If anyone could figure out any of these, I would greatly appreciate it! Thanks!
• Jun 5th 2008, 11:20 AM
o_O
$\displaystyle \forall \epsilon > 0, \exists \delta > 0$ such that $\displaystyle |x - c| < \delta \: \: \Rightarrow \: \: |f(x) - f(c)| < \epsilon$

1.(a) c = 0:
$\displaystyle |f(x) - f(c)| = |\sqrt[3]{x} - \sqrt[3]{0}| < \epsilon$
$\displaystyle |\sqrt[3]{x}| < \epsilon$
$\displaystyle |x| < \epsilon^{3}$

We know that |x - c| = |x - 0| = |x| < delta and we know that |x| < epsilon cubed. What should we choose delta to be?

(b) c not 0:
$\displaystyle |f(x) - f(c)| = |\sqrt[3]{x} - \sqrt[3]{c}| < \epsilon$
$\displaystyle \iff |x^{\frac{1}{3}}-c^{\frac{1}{3}}| \cdot \left|\frac{ x^{\frac{1}{9}} + x^{\frac{1}{9}}c^{\frac{1}{9}} + c^{\frac{1}{9}} }{x^{\frac{1}{9}} + x^{\frac{1}{9}}c^{\frac{1}{9}} + c^{\frac{1}{9}} }\right| < \epsilon$
(Think of x - c as a difference of cubes. So, the $\displaystyle x^{\frac{1}{3}} - c^{\frac{1}{3}}$ corresponds to the $\displaystyle (a-b)$ part of $\displaystyle a^{3} - b^{3} = (a-b)(a^2 + ab +b^2)$)

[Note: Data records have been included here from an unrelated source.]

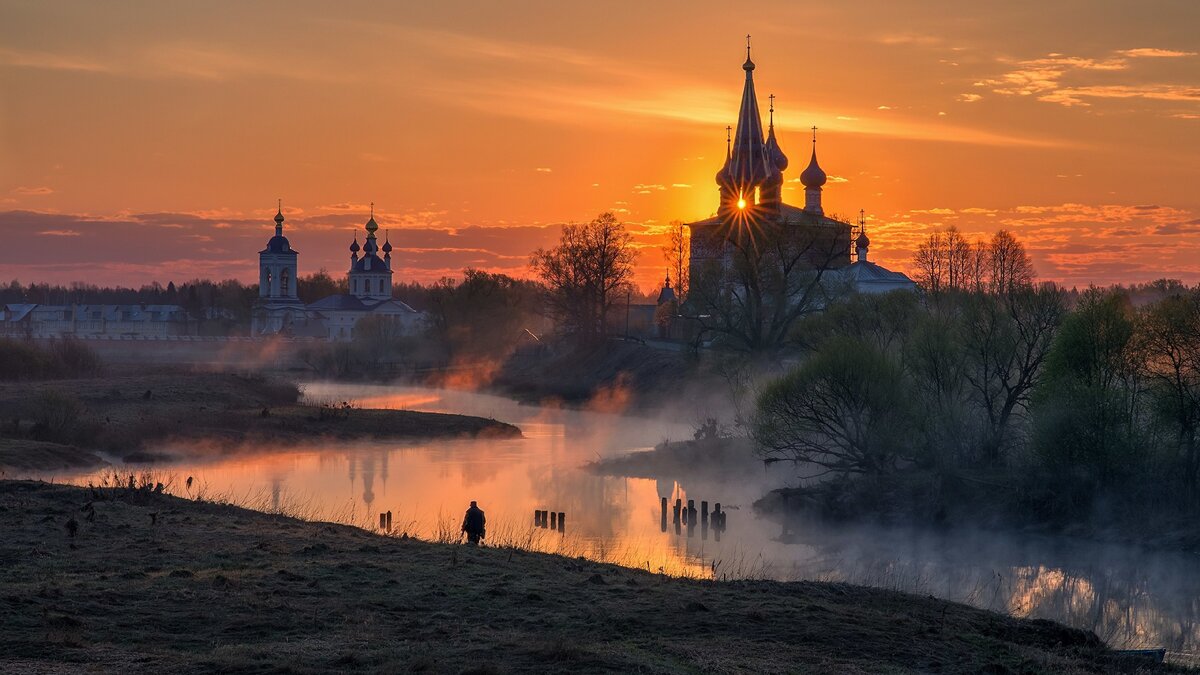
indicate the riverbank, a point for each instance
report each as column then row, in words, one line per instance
column 153, row 583
column 57, row 424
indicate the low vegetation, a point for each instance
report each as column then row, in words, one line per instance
column 1025, row 405
column 131, row 579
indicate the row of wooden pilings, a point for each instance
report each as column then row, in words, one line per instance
column 550, row 519
column 687, row 517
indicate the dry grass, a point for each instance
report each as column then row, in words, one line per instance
column 211, row 587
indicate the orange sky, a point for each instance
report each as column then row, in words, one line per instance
column 149, row 141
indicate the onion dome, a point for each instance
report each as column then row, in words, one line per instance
column 774, row 153
column 814, row 175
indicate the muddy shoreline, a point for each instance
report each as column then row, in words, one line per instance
column 154, row 583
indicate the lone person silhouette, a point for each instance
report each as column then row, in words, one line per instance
column 473, row 524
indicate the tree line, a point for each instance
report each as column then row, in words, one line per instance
column 991, row 392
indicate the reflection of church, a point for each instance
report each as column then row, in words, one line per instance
column 751, row 186
column 280, row 311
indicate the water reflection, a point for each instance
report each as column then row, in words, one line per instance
column 1128, row 597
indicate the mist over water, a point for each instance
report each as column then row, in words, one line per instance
column 1129, row 597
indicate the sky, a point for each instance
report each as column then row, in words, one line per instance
column 149, row 141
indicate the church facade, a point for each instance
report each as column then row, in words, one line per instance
column 751, row 201
column 280, row 311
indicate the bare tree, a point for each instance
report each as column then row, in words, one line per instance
column 1168, row 344
column 773, row 275
column 959, row 257
column 677, row 251
column 586, row 274
column 1007, row 339
column 844, row 411
column 930, row 261
column 1009, row 264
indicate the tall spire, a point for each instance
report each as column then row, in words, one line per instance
column 748, row 166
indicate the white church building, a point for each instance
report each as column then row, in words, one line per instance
column 280, row 311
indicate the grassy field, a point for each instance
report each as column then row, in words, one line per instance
column 153, row 583
column 124, row 413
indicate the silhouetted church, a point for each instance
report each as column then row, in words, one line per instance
column 280, row 311
column 751, row 186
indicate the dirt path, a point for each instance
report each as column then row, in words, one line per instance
column 153, row 583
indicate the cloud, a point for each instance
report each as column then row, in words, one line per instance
column 46, row 60
column 1151, row 52
column 1188, row 227
column 1055, row 78
column 34, row 191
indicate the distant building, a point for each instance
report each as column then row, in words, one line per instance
column 279, row 305
column 750, row 185
column 280, row 311
column 865, row 276
column 95, row 321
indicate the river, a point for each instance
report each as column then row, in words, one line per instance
column 1129, row 597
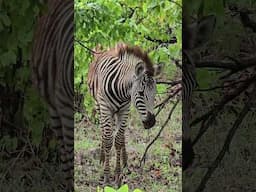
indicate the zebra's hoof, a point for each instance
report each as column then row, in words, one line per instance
column 118, row 180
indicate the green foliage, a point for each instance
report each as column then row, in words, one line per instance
column 133, row 22
column 17, row 24
column 123, row 188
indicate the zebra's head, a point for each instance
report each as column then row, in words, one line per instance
column 143, row 95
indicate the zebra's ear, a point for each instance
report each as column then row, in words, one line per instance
column 158, row 69
column 139, row 69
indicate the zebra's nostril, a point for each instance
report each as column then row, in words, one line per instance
column 150, row 122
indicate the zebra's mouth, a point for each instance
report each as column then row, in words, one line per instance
column 150, row 122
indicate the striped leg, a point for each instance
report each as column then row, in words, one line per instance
column 122, row 118
column 57, row 128
column 106, row 123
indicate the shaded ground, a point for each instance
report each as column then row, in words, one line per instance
column 158, row 174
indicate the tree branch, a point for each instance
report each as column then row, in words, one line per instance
column 227, row 142
column 212, row 114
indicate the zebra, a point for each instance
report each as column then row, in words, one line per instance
column 193, row 37
column 53, row 75
column 118, row 77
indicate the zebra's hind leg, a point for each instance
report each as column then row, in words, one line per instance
column 120, row 143
column 102, row 153
column 106, row 123
column 124, row 156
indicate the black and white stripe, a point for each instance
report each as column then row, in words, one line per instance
column 53, row 75
column 121, row 80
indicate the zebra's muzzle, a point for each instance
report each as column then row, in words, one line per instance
column 150, row 122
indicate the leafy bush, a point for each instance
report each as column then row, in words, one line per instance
column 123, row 188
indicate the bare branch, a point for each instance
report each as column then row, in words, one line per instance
column 227, row 142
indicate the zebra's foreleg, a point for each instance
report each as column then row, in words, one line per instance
column 120, row 144
column 107, row 141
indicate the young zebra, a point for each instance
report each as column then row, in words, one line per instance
column 53, row 75
column 117, row 77
column 194, row 36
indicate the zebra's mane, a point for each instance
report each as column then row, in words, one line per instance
column 122, row 48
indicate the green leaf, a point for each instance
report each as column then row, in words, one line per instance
column 137, row 190
column 124, row 188
column 109, row 189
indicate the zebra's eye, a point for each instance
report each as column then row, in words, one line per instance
column 141, row 93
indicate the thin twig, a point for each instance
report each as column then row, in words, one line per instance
column 226, row 145
column 159, row 133
column 172, row 83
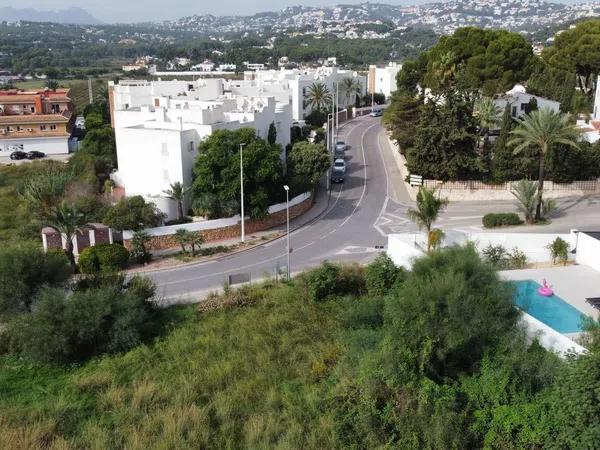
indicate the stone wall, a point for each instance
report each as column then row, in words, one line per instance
column 233, row 231
column 98, row 233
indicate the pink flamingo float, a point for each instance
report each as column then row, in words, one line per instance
column 545, row 290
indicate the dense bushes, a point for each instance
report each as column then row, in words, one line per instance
column 24, row 269
column 72, row 326
column 331, row 279
column 382, row 274
column 439, row 362
column 103, row 258
column 493, row 220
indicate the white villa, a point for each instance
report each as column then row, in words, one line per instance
column 296, row 82
column 382, row 80
column 519, row 99
column 159, row 124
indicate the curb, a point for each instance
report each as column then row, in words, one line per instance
column 222, row 256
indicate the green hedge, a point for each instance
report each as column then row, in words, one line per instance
column 103, row 258
column 494, row 220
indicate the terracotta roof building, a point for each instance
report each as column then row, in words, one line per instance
column 35, row 120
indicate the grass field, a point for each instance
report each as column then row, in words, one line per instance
column 244, row 377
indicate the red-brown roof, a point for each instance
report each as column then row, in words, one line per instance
column 36, row 118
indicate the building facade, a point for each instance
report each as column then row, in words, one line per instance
column 382, row 80
column 159, row 125
column 35, row 120
column 297, row 83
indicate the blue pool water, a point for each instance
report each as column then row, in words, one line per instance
column 553, row 311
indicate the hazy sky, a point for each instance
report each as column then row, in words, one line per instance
column 156, row 10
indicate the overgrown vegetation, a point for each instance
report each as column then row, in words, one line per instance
column 340, row 358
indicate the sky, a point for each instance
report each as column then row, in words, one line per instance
column 157, row 10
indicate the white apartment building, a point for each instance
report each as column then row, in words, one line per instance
column 159, row 124
column 519, row 99
column 382, row 80
column 297, row 82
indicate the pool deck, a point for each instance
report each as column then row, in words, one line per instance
column 572, row 283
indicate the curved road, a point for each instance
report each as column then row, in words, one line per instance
column 369, row 205
column 344, row 232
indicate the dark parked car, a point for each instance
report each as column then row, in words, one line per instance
column 337, row 176
column 18, row 155
column 35, row 154
column 339, row 154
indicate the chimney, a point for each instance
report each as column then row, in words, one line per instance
column 38, row 104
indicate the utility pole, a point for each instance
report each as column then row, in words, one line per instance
column 287, row 208
column 372, row 100
column 337, row 105
column 242, row 188
column 90, row 93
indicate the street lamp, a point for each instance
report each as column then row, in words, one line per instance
column 287, row 208
column 330, row 145
column 242, row 188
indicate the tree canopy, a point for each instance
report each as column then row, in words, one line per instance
column 216, row 184
column 577, row 50
column 133, row 213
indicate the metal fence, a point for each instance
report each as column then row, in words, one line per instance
column 476, row 185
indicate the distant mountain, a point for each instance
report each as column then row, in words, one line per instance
column 441, row 16
column 74, row 15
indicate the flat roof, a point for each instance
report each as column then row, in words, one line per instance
column 594, row 234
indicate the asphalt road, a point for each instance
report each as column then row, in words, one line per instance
column 369, row 205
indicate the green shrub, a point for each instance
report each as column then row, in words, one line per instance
column 68, row 327
column 382, row 274
column 103, row 258
column 88, row 261
column 24, row 269
column 332, row 279
column 559, row 250
column 493, row 220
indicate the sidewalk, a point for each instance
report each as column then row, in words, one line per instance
column 319, row 207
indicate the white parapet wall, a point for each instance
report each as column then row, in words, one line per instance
column 549, row 338
column 404, row 247
column 588, row 250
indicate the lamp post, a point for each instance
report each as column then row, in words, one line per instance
column 287, row 208
column 242, row 188
column 330, row 147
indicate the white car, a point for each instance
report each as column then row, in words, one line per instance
column 339, row 164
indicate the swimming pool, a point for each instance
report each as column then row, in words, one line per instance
column 553, row 311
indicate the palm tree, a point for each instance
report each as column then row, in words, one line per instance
column 525, row 192
column 488, row 114
column 177, row 192
column 318, row 96
column 428, row 209
column 351, row 88
column 543, row 129
column 65, row 219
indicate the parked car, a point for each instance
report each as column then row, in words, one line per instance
column 337, row 176
column 34, row 154
column 340, row 145
column 18, row 155
column 339, row 164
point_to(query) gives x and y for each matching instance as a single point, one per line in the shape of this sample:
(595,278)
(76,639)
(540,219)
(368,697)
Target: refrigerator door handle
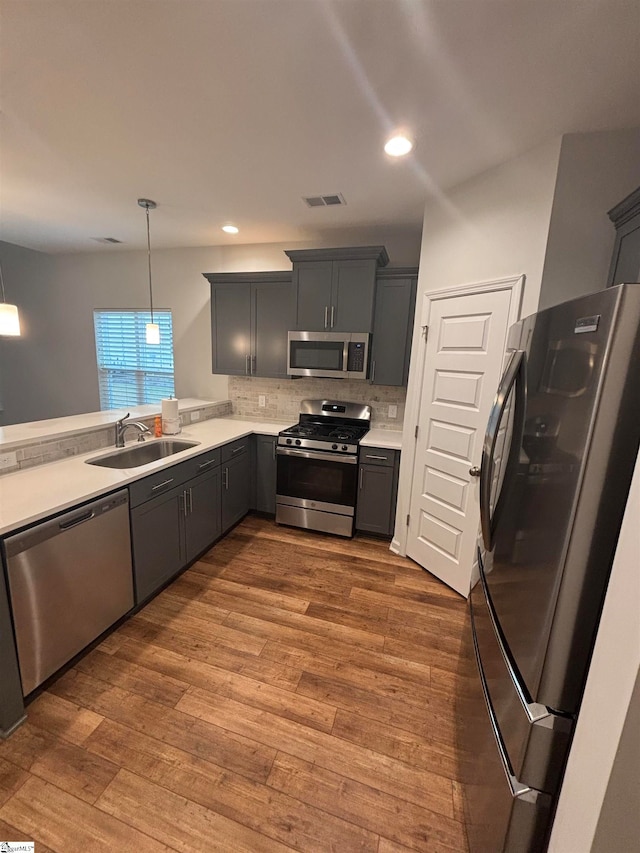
(516,787)
(515,371)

$\displaystyle \iff \frac{|x-c|}{|x^{\frac{1}{9}} + x^{\frac{1}{9}}c^{\frac{1}{9}} + c^{\frac{1}{9}}|} < \epsilon$

etc.

2. $\displaystyle |f(x) - f(c)| < \epsilon$
$\displaystyle |ax + b - (ac + b)| < \epsilon$
$\displaystyle |ax - ac| < \epsilon$
$\displaystyle |a| \: |x - c| < \epsilon$
$\displaystyle |x-c| < \frac{\epsilon}{|a|}$

and the conclusion follows.
• Jun 5th 2008, 01:15 PM
ThePerfectHacker
Quote:

(4) Assume $\displaystyle h: \mathbb{R} \rightarrow \mathbb{R}$ is continuous on $\displaystyle \mathbb{R}$ and let $\displaystyle K = \{x: h(x) = 0\}$. Show that $\displaystyle K$ is a closed set.
Hint: If $\displaystyle A$ is a closed set then $\displaystyle h^{-1}(A)$ would be a closed set.